- Born: March 31, 1930 Belleville, Ontario, Canada
- Died: September 5, 2019 (aged 89) Lindsay, Ontario, Canada
- Occupations: Voice actor, puppeteer

= Rod Coneybeare =

Canadian actor (1930–2019)

Rod Coneybeare (March 31, 1930 – September 5, 2019) was a Canadian writer, puppeteer and voice actor, best known for his work on the long-lived Canadian children's program The Friendly Giant, where he performed as both Jerome the Giraffe, who would appear in the window, and Rusty the rooster, who lived in a book bag.

In April 1959 Coneybeare became the editor-in-chief and host of Man to Man, one of the first CBC radio shows intended specifically for men.

In addition to his work on The Friendly Giant, Coneybeare collaborated with Charles Winter on the radio program The Rod and Charles Show. With Robert Gibbons, producer of Mr. Dressup, Coneybeare created the short-lived 1969 CBC TV series The Bananas.

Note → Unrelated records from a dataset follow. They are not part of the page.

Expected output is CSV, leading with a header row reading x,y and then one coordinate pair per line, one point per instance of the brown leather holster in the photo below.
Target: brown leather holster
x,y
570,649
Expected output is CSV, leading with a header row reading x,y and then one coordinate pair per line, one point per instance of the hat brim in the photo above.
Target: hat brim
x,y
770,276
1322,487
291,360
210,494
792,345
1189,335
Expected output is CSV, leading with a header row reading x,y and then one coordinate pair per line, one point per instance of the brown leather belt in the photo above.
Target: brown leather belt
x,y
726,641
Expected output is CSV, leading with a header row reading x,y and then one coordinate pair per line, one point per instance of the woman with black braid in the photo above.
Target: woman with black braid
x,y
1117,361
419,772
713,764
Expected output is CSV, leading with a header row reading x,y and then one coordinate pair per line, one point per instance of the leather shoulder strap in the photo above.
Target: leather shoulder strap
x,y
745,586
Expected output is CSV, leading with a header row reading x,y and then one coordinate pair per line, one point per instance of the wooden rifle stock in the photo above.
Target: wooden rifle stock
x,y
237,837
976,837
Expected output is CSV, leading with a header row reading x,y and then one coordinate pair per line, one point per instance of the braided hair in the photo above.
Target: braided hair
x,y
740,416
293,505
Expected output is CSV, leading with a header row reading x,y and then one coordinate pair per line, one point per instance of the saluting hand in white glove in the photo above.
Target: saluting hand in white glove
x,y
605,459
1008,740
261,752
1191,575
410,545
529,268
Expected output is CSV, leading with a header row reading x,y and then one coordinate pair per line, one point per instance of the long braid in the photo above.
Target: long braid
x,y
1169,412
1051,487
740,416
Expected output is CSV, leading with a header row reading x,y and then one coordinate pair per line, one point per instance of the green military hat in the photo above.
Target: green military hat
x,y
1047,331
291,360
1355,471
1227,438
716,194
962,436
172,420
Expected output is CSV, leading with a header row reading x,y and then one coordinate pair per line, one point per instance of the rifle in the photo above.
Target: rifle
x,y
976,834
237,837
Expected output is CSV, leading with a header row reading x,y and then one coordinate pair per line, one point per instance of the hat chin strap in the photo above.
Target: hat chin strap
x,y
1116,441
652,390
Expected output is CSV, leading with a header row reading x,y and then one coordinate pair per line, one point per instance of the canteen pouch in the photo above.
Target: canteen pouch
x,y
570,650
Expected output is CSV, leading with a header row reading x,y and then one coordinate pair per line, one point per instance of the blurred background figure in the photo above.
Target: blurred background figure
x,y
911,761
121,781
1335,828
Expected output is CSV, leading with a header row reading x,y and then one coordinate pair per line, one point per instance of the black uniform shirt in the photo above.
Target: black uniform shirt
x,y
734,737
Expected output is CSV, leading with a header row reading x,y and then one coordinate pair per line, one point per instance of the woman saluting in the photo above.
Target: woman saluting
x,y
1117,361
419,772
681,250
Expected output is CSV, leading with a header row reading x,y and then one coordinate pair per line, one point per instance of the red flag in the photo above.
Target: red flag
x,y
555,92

Coneybeare wrote dozens of original radio dramas for the Canadian Broadcasting Corporation. During the 1950s he wrote original plays which were performed on live television, and in 1978 he won an ACTRA award for his radio fantasy The Man Who Hated Dogs. (He had already won an ACTRA award in 1974 for a radio documentary celebrating the music of Frank Sinatra.) He also wrote Royal Suite.

Coneybeare worked as a voice actor for several cartoons, supplying the voice of Avalanche in X-Men: The Animated Series and several characters in The Adventures of Tintin, Babar, Cadillacs and Dinosaurs, The Busy World of Richard Scarry, Blazing Dragons, Dog City, The Magic School Bus, Little Shop and The Adventures of Super Mario Bros. 3.

He is the father of writer and filmmaker Wilson Coneybeare.